Because the anti-thromboltic drug is highly targeted to the clot, the dosage to the clot is 100 times stronger than that received with conventional intravenous therapy. But, again because of the highly-targeted nature of the drug, only two percent of the standard dosage of medication is needed.

While this treatment is highly effective, it must be instituted within 3 to 6 hours of the first appearance of symptoms. This is one of the reasons why it is so vitally important that you recognize the symptoms of stroke, and call 9-1-1 immediately upon their onset.

Is follow-up treatment needed?
Three to six months after the procedure, your physician may decide to perform an intracranial angioplasty at the site of the clot. Often, these physicians will leave a permanent stent in place to prevent the vessel from narrowing again.

Intracranial Angioplasty

An intracranial angioplasty used for people who have suffered a stroke due to decreased blood flow to the brain. Remember, these types of strokes are often caused by a buildup of plaque in the arteries supplying blood to the brain. (The technical term for this condition is intracranial atherosclerosis.) An angioplasty is a procedure through which physicians at St. Joseph’s Hospital's Stroke & Neuroscience Program reconstruct the damaged blood vessels, either by surgery or through the use of a stent – a device used to hold arteries open so that blood flow is increased.

When is angioplasty recommended?
Physicians will generally recommend an angioplasty after reviewing the results of an angiography – a type of brain X-ray. This test can determine whether a patient has suffered an ischemic stroke – or one caused by a decrease in blood flow to the brain.

Who performs an angioplasty?
Vascular surgeons or interventional neuroradiologists usually perform the angioplasty.

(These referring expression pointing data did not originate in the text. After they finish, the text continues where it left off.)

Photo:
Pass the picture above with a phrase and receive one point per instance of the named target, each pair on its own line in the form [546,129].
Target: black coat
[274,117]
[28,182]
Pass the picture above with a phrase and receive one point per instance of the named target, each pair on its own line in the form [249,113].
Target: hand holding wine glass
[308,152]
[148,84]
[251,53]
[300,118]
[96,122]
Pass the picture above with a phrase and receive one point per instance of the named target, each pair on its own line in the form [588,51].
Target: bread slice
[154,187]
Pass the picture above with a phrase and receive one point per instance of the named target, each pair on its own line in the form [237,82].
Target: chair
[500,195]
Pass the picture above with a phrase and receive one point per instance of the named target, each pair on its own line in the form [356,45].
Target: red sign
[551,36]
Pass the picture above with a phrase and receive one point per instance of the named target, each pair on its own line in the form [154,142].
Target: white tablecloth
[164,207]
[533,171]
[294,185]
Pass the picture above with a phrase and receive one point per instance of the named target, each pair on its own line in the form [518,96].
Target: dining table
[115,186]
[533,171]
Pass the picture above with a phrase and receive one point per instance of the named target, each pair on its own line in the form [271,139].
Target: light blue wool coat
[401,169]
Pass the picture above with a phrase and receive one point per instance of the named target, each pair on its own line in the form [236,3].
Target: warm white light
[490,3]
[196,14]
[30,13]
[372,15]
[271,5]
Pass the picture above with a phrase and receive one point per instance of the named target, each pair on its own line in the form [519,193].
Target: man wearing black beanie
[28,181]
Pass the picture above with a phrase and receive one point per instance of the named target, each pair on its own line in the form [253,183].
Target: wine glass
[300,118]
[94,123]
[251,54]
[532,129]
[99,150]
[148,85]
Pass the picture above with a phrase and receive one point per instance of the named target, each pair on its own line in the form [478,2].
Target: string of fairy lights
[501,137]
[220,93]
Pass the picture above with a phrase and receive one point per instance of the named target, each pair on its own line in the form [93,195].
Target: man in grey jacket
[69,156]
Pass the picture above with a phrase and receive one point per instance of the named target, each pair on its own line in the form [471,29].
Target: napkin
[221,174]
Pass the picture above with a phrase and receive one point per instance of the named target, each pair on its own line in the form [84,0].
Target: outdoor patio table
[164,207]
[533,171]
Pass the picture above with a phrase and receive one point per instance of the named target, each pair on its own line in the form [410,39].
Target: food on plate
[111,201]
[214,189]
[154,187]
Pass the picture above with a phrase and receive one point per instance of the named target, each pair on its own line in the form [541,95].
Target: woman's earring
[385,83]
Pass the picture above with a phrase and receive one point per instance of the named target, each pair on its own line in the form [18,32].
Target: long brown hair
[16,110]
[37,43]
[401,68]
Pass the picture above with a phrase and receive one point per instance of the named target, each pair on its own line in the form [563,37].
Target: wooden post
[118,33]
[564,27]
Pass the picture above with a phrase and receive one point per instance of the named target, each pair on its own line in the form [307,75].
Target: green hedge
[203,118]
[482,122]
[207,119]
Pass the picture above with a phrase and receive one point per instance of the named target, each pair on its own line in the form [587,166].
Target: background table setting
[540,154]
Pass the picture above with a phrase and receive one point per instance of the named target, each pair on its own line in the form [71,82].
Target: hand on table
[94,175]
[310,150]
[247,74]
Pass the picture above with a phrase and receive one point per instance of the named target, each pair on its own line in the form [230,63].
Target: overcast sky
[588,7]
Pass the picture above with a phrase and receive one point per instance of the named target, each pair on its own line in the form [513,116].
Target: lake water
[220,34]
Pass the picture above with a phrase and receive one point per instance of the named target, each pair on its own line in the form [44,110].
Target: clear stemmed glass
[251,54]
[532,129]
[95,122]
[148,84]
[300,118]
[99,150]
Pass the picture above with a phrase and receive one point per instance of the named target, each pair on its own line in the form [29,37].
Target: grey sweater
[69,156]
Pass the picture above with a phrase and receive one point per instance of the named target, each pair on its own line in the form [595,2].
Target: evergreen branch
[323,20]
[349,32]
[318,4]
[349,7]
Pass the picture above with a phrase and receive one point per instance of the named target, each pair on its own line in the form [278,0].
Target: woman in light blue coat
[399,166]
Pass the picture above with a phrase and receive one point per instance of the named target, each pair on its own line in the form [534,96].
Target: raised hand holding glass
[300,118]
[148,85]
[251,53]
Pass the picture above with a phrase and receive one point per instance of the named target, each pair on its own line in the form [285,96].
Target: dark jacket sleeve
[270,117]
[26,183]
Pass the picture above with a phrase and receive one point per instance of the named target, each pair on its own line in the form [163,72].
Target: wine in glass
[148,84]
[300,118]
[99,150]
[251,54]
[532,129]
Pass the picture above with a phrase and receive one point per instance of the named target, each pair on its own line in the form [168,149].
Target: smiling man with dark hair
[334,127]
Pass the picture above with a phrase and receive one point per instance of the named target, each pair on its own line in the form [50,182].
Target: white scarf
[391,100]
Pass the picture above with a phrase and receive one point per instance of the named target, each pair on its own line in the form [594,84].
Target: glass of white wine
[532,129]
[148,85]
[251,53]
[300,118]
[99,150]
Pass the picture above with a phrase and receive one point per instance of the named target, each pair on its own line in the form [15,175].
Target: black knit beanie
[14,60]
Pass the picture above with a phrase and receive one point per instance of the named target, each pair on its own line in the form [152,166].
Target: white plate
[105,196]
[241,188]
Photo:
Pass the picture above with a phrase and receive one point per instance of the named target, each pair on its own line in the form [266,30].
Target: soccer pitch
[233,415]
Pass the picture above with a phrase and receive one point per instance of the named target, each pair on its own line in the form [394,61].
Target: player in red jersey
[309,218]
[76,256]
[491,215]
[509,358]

How long must I stay in the hospital after an angioplasty?
Most patients can leave the hospital the afternoon after the procedure.

What precautions must I follow after an angioplasty?
For a month after the procedure, patients are placed on a medication called ticlopidine. This drug keeps the platelets in your blood from clotting. In addition, it is suggested that patients take 325 milligrams of aspirin daily for the rest of their lives.

Will the blockage ever recur?
Unfortunately, sometimes the blockages do come back. This is a condition known as restenosis. No drug had been shown to conclusively prevent restenosis. However, antioxidants (such as Vitamins C and E) have shown promise in preventing additional blockages. Also, a medication called probucol (used to lower cholesterol) seems to be beneficial.

What tests are done to check for blockage or recurrence?
If restenosis is going to occur, it will probably appear in the first 6 months after angioplasty. Physicians must keep a close watch on you doing this period. Follow-up tests, including angiograms, should be completed during the year following angioplasty.

What is the outcome of angioplasties?
Although there is always the possibility of restenosis, the outcome for patients having an angioplasty is good.

Are there any risks associated with angioplasty?
As with any surgery, angioplasty does carry potential risks. Here, the artery itself can be damaged, or plaque can be discharged and create a blood clot.